Organizations award hackers up to $900,000 a year in bug bounties
A new HackerOne report examines over 800 hacker-powered programs from organizations including Airbnb, GitHub, General Motors, Intel, Lufthansa, Nintendo, U.S. Department of Defense, Uber, and more. Findings are based on nearly 50,000 resolved security vulnerabilities and more than $17 million in bounties awarded.
With data breaches averaging $4 million in losses globally and the downtime caused by attacks like WannaCry costing upwards of $8 billion, the most security conscious organizations are working with hackers to find unknown vulnerabilities. The report data reveals that hackers are finding severe vulnerabilities and getting paid for it, with 32 percent of resolved vulnerabilities classified as high to critical severity, and top rewards reaching $30,000 for a single report.
Hackers in over 90 countries are earning bounty rewards. The most competitive organizations are awarding hackers nearly $900,000 a year, with critical vulnerabilities earning $1,923 on average. In the past 12 months, 88 individual bug bounties rewards were over $10,000.
“Hacker-powered security programs are undeniably effective at finding vulnerabilities organizations never knew existed,” said Alex Rice, CTO of HackerOne. “The report showcases the success of these programs and the diverse capabilities of the global hacker community, with nearly 50,000 security vulnerabilities resolved.”
Key findings
Bug bounties aren’t just for technology companies. While over half of bug bounty programs launched in 2016 were by technology companies, 41 percent were from other industries. Verticals showing significant year-over-year growth include government agencies, like the U.S. Department of Defense, media and entertainment, financial services and banking, and ecommerce and retail.
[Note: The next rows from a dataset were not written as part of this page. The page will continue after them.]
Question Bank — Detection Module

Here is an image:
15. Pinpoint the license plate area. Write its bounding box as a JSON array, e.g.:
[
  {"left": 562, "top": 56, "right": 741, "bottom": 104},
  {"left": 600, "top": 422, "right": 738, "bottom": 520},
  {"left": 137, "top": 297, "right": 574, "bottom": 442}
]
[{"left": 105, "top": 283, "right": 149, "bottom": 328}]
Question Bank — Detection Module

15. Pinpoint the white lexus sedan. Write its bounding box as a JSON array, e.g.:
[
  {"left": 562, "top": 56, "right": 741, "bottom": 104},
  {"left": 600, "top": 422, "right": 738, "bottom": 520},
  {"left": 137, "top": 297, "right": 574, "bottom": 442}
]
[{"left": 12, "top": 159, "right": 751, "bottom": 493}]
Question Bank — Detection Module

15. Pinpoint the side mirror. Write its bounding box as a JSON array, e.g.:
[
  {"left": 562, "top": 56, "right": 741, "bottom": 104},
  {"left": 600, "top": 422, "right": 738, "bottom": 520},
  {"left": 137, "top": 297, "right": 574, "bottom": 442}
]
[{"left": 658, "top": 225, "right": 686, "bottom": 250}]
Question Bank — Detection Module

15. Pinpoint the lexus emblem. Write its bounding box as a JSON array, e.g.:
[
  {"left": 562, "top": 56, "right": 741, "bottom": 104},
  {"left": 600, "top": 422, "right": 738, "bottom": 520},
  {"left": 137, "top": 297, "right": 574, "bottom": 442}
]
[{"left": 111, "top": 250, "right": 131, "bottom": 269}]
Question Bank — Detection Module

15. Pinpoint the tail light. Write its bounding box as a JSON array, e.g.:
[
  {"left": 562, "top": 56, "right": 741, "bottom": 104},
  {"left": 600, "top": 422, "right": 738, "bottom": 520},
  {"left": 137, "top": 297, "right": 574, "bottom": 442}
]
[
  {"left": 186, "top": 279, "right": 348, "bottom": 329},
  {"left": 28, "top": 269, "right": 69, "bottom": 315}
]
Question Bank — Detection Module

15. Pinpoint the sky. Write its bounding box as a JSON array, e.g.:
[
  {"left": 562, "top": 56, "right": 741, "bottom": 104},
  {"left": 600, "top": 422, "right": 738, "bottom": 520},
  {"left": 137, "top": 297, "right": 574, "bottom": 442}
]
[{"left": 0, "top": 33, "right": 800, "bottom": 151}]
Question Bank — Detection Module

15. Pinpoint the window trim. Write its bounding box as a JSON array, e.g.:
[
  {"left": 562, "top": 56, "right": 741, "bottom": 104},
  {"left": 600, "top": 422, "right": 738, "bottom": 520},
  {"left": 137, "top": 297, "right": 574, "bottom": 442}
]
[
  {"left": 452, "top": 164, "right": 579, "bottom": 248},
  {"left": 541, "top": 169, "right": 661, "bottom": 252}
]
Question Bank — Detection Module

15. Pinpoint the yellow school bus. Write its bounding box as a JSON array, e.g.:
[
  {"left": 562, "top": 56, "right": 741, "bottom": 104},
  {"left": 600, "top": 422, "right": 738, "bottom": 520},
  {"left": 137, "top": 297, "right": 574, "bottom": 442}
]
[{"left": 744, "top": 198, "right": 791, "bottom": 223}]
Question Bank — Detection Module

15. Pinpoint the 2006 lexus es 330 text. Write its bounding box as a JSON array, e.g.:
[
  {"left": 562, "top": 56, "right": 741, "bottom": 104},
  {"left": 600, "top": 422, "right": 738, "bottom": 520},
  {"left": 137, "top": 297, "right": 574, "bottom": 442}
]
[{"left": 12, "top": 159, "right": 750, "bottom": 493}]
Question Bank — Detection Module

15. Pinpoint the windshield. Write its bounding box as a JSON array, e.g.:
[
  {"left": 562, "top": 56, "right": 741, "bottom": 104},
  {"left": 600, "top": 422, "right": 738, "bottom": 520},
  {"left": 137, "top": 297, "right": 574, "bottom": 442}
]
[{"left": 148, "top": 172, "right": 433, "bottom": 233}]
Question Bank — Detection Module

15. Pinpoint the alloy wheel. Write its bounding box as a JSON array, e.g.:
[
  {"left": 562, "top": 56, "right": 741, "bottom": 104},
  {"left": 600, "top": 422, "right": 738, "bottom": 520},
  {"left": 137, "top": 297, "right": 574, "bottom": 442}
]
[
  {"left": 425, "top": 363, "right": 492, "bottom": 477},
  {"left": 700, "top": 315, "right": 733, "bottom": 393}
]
Customers’ security response efficiency is improving. The average time to first response for security issues is 6 days in 2017, compared to 7 days in 2016. Ecommerce and retail organizations fix security issues in four weeks, the fastest on average.
Responsive programs attract top hackers. Programs that are the fastest at acknowledging, validating, and resolving submitted vulnerabilities are the most attractive to hackers. Loyalty matters — repeat hackers are to thank for the majority of valid reports.
Bounty payments are increasing. The average bounty paid to hackers for a critical vulnerability is $1,923 in 2017, compared to $1,624 in 2015 — an increase of 16 percent. The top performing bug bounty programs award hackers an average of $50,000 a month, with some paying around $900,000 a year.
Vulnerability disclosure policies. Despite increased bug bounty program adoption and recommendations from federal agencies, 94 percent of the top publicly-traded companies still do not have known vulnerability disclosure policies — unchanged from 2015.